Satu hal lagi yang unik dari Latong, ketika bernyanyi dia mempunyai cengkok dangdut yang khas. Seringkali keluar senandung nyanyian dangdut dari suaranya yang khas ketika menunggu perahu untuk pulang di dermaga sekolah. Bahkan ketika di kelas sekalipun. Semakin dipuji, semakin sering dia bernyanyi bahkan mengganti lagu dengan lagu dangdut lainnya. Dari pengakuannya, dia hapal semua lagu-lagu Rhoma Irama. Pernah sesekali kutanya “Latong ingin menjadi penyanyi dangdut kah? Sudah ada modal suara dan cengkok dangdut yang khas” Dia hanya tersipu sambil mengeraskan nyanyiannya.

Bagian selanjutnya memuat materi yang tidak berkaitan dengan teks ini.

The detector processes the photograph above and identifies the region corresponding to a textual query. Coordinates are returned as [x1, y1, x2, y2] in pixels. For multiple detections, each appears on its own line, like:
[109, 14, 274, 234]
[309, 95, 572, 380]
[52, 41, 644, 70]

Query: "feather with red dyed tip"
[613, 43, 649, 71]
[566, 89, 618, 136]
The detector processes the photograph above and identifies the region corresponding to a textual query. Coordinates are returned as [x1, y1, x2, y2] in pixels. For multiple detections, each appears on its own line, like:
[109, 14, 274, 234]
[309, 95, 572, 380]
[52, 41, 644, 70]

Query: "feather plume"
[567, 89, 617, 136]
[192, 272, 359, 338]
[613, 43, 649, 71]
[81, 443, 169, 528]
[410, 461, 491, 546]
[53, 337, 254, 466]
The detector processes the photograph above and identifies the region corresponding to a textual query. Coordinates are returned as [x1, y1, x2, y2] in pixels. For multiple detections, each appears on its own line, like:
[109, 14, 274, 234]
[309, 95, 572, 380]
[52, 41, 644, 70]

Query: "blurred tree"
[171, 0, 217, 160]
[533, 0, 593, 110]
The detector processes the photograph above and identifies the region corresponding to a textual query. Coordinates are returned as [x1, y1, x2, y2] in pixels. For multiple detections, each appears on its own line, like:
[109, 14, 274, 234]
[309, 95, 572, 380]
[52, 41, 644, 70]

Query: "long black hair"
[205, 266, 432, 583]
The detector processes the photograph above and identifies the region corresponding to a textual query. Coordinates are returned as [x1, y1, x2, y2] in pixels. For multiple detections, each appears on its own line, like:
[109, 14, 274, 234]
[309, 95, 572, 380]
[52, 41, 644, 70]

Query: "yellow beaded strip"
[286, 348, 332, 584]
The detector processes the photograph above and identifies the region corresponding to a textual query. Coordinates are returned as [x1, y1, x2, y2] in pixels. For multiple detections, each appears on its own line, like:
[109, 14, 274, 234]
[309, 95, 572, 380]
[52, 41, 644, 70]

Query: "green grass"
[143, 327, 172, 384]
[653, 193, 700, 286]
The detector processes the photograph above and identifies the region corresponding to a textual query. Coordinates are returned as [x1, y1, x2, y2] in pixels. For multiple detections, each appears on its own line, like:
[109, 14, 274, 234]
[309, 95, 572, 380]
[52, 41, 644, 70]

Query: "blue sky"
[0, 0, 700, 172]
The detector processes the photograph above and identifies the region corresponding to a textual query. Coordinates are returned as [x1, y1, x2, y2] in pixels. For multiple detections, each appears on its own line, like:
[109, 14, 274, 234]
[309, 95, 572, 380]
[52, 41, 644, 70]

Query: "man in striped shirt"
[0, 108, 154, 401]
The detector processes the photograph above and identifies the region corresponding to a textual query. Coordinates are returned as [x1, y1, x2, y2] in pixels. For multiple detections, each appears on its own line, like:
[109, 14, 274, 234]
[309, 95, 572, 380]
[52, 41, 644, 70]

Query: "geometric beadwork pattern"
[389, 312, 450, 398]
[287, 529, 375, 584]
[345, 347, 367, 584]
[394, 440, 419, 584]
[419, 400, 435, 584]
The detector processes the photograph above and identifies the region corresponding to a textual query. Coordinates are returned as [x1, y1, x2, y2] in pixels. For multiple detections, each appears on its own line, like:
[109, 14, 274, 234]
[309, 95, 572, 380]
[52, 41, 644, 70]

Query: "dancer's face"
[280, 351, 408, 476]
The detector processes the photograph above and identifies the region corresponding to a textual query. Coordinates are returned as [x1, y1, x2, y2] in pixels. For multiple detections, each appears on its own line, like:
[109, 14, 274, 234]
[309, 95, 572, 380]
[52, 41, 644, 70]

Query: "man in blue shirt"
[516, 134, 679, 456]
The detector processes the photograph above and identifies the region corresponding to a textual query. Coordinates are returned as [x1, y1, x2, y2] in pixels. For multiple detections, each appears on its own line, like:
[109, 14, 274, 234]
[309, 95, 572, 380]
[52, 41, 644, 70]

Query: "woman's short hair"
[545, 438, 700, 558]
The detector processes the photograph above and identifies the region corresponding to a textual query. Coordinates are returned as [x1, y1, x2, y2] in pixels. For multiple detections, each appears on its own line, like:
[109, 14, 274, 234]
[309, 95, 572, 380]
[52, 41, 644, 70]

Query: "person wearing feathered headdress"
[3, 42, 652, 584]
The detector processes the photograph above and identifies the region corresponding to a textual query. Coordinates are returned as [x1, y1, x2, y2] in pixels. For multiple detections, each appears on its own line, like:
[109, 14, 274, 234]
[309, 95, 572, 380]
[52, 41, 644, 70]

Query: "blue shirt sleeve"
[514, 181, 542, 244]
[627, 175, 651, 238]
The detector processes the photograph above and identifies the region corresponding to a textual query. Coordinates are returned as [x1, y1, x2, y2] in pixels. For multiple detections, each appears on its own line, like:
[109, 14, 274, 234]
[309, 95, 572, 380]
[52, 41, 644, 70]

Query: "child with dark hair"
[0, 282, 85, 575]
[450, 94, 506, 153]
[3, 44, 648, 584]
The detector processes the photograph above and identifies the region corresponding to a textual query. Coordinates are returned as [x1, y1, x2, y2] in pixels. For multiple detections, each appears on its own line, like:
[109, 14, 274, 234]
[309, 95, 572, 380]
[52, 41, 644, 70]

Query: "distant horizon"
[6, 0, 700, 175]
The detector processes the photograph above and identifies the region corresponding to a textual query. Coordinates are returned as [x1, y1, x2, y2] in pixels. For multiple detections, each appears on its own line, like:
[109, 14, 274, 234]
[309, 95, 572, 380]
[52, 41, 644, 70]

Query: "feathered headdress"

Hari itu bosi (hujan) lebat di sekolah. Guru-guru sibuk mengeluarkan ember dan derigen untuk menampung air hujan (Sekolah kami belum dialiri listrik dan juga PDAM. Sumber air adalah dari sungai di pinggir sekolah. Setiap hari anak-anak mengambil air sungai untuk mengisi ember dan bak kamar mandi, Adanya hujan merupakan berkah sehingga anak-anak tidak perlu turun mengambil air ke sungai.) Aku meminta bantuan Latong membantu mengangkat ember yang sudah penuh.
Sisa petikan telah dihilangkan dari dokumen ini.